Слушавшие этот разговор комиссары не поднимали глаза от пола, затоптанного, засыпанного подсолнечной шелухой — как на сельской сборне. Было неловко за главу местной гражданской власти. То, что они слышали на стороне об этих спешных ночных переездах, больше похоже на правду, чем то, что сейчас рассказывал Голиков. Почти все они порох нюхали не издали — и на германской были и тут с Мамонтовым плечом к плечу — сразу отличат правду от вымысла в таком деле.

— А как же так: Мамонтов ехал, говоришь Петра Клавдиевич, навстречу, а спрашивает, почему за вами скачет обоз? Откуда ему знать, что там за вами творится?

— Ну… я не знаю. Видимо, доложили. Он всегда ведь в курсе всех дел.

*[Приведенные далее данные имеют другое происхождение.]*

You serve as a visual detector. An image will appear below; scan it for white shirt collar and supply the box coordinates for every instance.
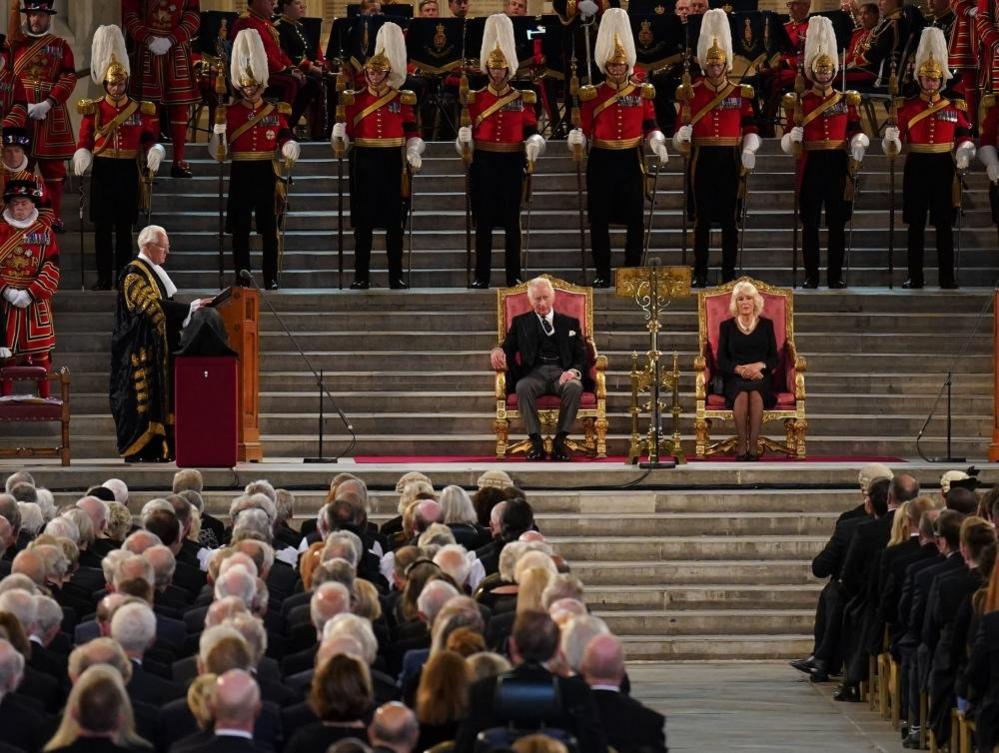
[215,727,253,740]
[139,251,177,298]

Вот уж этого он знать не мог, подумал почти каждый из ожидающих начала совещания. Такого быть не может. Взял бы уж, Петр Клавдиевич, да и честно признался: мол, было, ребята, дело, струхнули малость мои писаришки… Перевели бы все это в шутку — с кем, мол, такого не бывает поперва!.. А они, эти облакомовские, в бутылку полезли — дескать, дескридитация Советской власти, подрыв авторитета! А чего подрывать-то? Если откровенно говорить, откуда быть ему, авторитету-то!.. Ездят они, эти чьи-то избранники (никто не знает, кто их выбирал) в обозе у Мамонтова, и что делают — тоже никто не знает. Разве власть такой должна быть? У власти все должно быть в руках — и армия, и экономика, и торговля.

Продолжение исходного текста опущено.